Neurofibromatosis type 1 (NF1) is a hereditary disorder affecting roughly one in 3,000 people, best known for causing plexiform neurofibromas along peripheral nerves. Beyond tumor burden, chronic pain remains a debilitating symptom that often appears in regions without visible growths, leaving clinicians with limited treatment options. Recent research highlights Schwann cells—glial cells that normally support nerve health—as unexpected culprits. When the NF1 gene is inactivated in these cells, they overproduce glial cell line‑derived neurotrophic factor (GDNF), a protein that sensitizes nociceptors via the GFRα1 receptor, creating a pain pathway independent of tumor formation.

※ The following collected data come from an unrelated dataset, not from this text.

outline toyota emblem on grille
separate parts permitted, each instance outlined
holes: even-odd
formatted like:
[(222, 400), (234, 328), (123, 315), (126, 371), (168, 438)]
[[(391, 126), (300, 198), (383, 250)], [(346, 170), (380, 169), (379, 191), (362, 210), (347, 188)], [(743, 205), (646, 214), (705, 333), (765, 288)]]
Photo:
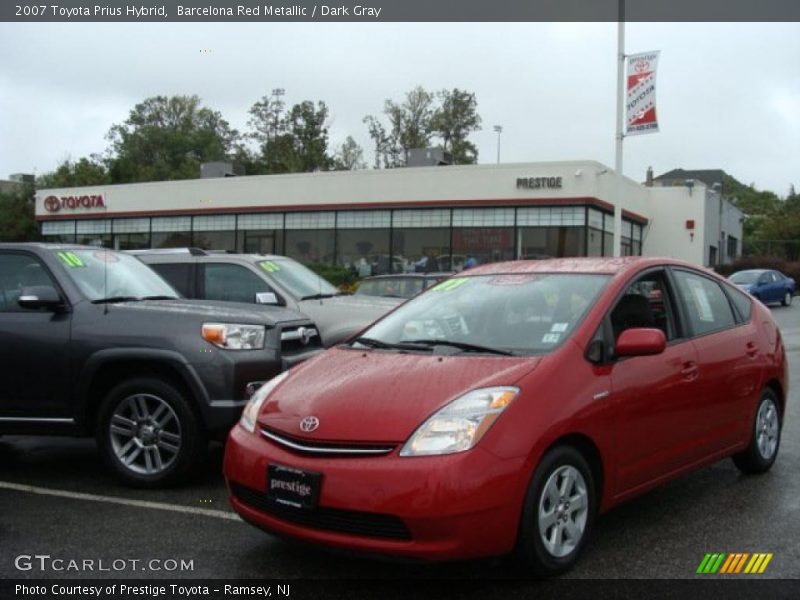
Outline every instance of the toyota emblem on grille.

In a controlled mouse study, scientists deleted NF1 specifically in Schwann cells and observed pronounced mechanical hypersensitivity, confirming the cells as the dominant source of pathological GDNF. Importantly, administering mirdametinib, a MEK inhibitor already approved for NF1‑related tumors, suppressed MAPK signaling, reduced GDNF secretion, and alleviated pain‑like responses. This pharmacologic reversal underscores the therapeutic relevance of the MAPK‑GDNF axis and suggests that existing drugs could be repositioned to target non‑tumor pain, potentially accelerating clinical adoption and reducing development costs.

If translational studies verify the mechanism in humans, early intervention with MEK inhibitors could transform NF1 management by addressing pain before tumors compromise quality of life. Such an approach would not only improve patient outcomes but also expand the commercial footprint of MEK inhibitors beyond oncology. Future trials will need to assess dosing, safety, and long‑term effects, while biomarker development—such as circulating GDNF levels—could enable personalized treatment strategies for the NF1 community.